“Yes.” She traced the top edge of the thin hospital sheet covering the hospital gown the nurse insisted she wear. Her voice was almost inaudible, but she couldn’t seem to make it any stronger. “But I always tell them no.”
“What?” The detective leaned in, tucking a stray blonde hair from her ponytail behind her ear. “What was that?”
“I always say no.” Lindsey still didn’t look up, feeling something burning in her throat, but she went on. “It’s a game. It’s a thing. I just…I like to say no, and have them, you know, do it anyway.”
She felt their eyes on her and didn’t want to look up and see their faces- especially Zach. She half-expected him to get up and go, right then. The silence seemed to stretch forever, and then, finally, the detective spoke again.
“How are they supposed to know the difference?”
“I don’t know.” Lindsey shrugged. “Does it matter?”
“Did you have an agreement with these men? Did they know that your ‘no’ meant yes?”
Lindsey thought of Brian-of all of them, he was the only one who really knew the game. Had he told the new ones, the others? She didn’t know, but figured he must have. His continuous apology, both verbal and non, told her that much. They knew the game, but when her “no” had turned insistent, when even Brian knew she didn’t want to play the game anymore, the others had gone on.
She remembered Smooth, the look in his eyes. He didn’t care about the game-
he didn’t want her to like it, and most especially, he didn’t want her to be in control.

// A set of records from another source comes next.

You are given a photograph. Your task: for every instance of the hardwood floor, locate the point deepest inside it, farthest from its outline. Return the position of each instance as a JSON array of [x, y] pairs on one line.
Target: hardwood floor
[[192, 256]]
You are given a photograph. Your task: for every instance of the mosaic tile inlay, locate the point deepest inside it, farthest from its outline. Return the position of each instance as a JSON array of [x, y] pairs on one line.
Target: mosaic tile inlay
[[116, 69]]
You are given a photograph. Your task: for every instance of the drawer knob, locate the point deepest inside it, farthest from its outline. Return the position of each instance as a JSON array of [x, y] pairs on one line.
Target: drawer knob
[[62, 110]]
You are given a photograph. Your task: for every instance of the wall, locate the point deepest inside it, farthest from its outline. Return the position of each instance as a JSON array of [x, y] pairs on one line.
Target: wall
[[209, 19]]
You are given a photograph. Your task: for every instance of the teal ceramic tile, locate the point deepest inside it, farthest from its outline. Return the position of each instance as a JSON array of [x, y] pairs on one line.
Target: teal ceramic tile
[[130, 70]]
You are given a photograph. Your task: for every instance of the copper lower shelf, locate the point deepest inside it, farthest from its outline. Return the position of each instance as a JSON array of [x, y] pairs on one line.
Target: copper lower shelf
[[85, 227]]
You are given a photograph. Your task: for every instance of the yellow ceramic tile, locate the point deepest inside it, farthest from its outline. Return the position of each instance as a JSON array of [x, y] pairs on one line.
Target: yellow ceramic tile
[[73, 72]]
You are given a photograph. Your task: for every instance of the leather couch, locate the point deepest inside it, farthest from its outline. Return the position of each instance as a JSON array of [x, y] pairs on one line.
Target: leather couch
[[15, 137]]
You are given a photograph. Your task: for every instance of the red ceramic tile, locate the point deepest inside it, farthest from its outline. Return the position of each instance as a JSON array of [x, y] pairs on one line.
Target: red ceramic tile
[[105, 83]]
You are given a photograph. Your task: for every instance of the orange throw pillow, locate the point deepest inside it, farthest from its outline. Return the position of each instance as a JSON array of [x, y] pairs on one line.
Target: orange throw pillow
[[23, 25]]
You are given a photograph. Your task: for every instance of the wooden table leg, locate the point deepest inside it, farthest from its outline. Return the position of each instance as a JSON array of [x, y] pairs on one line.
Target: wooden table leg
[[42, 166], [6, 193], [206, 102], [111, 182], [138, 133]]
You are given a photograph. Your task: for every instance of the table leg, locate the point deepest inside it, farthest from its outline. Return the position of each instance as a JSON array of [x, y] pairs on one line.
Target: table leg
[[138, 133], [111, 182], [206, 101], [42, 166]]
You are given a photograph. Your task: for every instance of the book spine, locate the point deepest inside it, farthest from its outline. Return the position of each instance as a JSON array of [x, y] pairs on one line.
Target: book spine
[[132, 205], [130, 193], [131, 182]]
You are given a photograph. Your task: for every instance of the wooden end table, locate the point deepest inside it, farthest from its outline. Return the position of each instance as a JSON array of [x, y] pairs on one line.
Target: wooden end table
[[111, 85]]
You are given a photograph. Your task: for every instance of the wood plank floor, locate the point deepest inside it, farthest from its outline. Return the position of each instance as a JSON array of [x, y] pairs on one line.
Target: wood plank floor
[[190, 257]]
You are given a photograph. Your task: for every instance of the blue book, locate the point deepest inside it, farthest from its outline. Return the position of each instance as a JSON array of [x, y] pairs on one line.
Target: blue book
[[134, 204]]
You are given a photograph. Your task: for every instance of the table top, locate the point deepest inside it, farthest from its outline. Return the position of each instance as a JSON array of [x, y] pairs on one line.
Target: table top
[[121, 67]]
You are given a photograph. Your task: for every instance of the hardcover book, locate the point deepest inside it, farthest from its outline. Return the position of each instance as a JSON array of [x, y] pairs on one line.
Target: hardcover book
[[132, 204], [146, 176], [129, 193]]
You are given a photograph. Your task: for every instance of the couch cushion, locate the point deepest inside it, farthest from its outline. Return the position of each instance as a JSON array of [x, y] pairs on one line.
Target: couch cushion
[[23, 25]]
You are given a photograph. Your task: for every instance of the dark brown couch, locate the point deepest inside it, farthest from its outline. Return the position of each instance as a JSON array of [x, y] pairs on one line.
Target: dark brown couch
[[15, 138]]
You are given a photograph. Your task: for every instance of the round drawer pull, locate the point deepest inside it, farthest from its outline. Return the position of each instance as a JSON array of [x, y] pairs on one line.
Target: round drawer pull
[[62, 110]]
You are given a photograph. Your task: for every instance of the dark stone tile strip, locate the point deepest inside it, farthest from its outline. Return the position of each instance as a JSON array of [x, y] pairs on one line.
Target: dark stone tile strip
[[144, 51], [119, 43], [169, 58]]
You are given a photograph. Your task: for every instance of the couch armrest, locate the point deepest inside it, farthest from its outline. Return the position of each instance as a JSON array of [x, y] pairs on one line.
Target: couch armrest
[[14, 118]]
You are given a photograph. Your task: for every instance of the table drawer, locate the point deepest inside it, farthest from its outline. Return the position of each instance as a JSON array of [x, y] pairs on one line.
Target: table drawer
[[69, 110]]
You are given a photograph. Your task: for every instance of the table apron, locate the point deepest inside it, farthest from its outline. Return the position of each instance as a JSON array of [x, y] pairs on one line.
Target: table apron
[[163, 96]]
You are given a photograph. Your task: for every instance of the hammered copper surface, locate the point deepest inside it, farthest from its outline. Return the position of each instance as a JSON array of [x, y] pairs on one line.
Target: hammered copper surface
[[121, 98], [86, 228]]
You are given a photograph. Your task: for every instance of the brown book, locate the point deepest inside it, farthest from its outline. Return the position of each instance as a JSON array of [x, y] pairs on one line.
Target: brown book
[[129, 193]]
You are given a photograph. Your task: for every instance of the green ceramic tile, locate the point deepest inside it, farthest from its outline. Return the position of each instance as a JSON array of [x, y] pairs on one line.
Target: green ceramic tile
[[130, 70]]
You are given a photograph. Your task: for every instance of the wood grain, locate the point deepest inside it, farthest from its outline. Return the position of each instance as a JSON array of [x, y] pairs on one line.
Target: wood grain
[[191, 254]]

Everything he did made it clear she was helpless, powerless before him. He’d known she didn’t want what they were dishing out, that her “no” had really meant “no.” But there was no way to tell the detective that. How could she possibly defend herself? And if she told this woman there
“No…” Lindsey sighed. “It was just a game I played in my head.” The detective, who had kept her distance the whole time, business-like, writing in her little note pad, took a step toward the bed. Lindsey flinched, only able to bring her eyes up to the level of the woman’s badge.
“That’s a dangerous game, Lindsey.”
She snorted, finally looking at the woman’s face through half-closed eyes-she couldn’t open them any further, and they were still crusted with blood. “Obviously.”
“We’ll have a sketch artist contact you and I want you to look through our mugshots.” The blonde-her name, officer Deborah Bills, was embroidered on her uniform pocket, and Lindsey wondered for a moment if the woman had done it herself-
closed her notebook and tucked it away into that pocket for safekeeping. “If you can identify the suspects and there is enough evidence to charge them, you’ll be asked to testify.”
The thought made Lindsey’s stomach drop, but she just nodded. “Can I go home now?”
“You’ll have to talk to the doctor about that.” The officer took a card from a holder and put it on the adjustable hospital bedside table. “This has my number on it. If you’ve forgotten anything, or there’s something new you have to say, give me a call.” The doctor insisted she stay, but Lindsey signed herself out AMA. “I’m eighteen, I can do that, right?”
The doc was a short, Asian woman with a cruel mouth that twisted when she was mad-like now-but kind eyes, and she looked like she wanted to say, “No,” but she didn’t. “Technically, yes.”
Zach spoke up then for the first time in what felt like hours. “I can take care of her, if she wants to go.”
The Asian doc looked him up and down for a moment, and finally even her mouth softened with a resigned sigh. “She’s had a good deal of head trauma. Check her often during the night, look at her pupils…”
Lindsey ignored the rest, hopping off the bed like a five-year-old who just got her own way and, after checking one last time with the doc, went to take a shower. It was
more painful that she would have believed, in more ways than one. The hot water over her lacerated back and legs hit her like sharp needles, and anywhere she touched herself with the soap felt bruised and broken. She didn’t even attempt to wash the purple and, in some places, near-black nubs of her breasts, just let the suds from her shampoo drip down her body-and that burned, too, in the little cuts and nicks along her abdomen and the front of her thighs.